There is yet another view of this question, that has a far higher significance. We do not understand, as it seems to me, the real greatness of our institutions when we look simply at the forms under which we hold our liberties. It consists not in these, but in the magnificent possibilities that underlie these forms as their fundamental supports and conditions. In these we have the true paternity and spring of our institutions; and these, beyond a question, are the gift of our founders.

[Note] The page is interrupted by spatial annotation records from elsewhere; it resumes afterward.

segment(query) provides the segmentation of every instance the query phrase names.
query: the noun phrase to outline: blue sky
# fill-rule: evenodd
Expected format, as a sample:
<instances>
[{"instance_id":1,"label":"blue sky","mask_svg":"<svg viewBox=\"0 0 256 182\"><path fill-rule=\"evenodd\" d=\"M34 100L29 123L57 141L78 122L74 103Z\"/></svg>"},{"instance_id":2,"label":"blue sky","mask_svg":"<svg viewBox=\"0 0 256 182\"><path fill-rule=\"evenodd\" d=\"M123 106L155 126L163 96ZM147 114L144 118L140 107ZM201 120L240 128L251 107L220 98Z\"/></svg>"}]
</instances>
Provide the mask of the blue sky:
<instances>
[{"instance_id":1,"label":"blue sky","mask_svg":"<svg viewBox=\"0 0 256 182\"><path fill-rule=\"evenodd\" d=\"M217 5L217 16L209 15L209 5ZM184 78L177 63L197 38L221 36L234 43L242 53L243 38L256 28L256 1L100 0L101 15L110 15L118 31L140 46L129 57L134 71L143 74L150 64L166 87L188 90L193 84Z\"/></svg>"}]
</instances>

We see this, first of all, in the fixed relation between freedom and intelligence, and the remarkable care they had of popular education. It was not their plan to raise up a body of republicans. But they believed in mind as in God. Their religion was the choice of mind. The gospel they preached must have minds to hear it; and hence the solemn care they had, even from the first day of their settlement, of the education of every child. And, as God would have it, the children whom they trained up for pillars in the church turned out also to be more than tools of power. They grew up into magistrates, leaders of the people, debaters of right and of law, statesmen, generals, and signers of declarations for liberty. Such a mass of capacity had never been seen before in so small a body of men. And this is the first condition of liberty—the Condensation of Power. For liberty is not the license of an hour; it is not the butchery of a royal house, or the passion that rages behind a barricade, or the caps that are swung or the vivas shouted at the installing of a liberator. But it is the compact, impenetrable matter of much manhood, the compressed energy of good sense and public reason, having power to see before and after and measure action by counsel—this it is that walls about the strength and liberty of a people. To be free is not to fly abroad as the owls of the night when they take the freedom of the air, but it is to settle and build and be strong—a commonwealth as much better compacted in the terms of reason, as it casts off more of the restraints of force.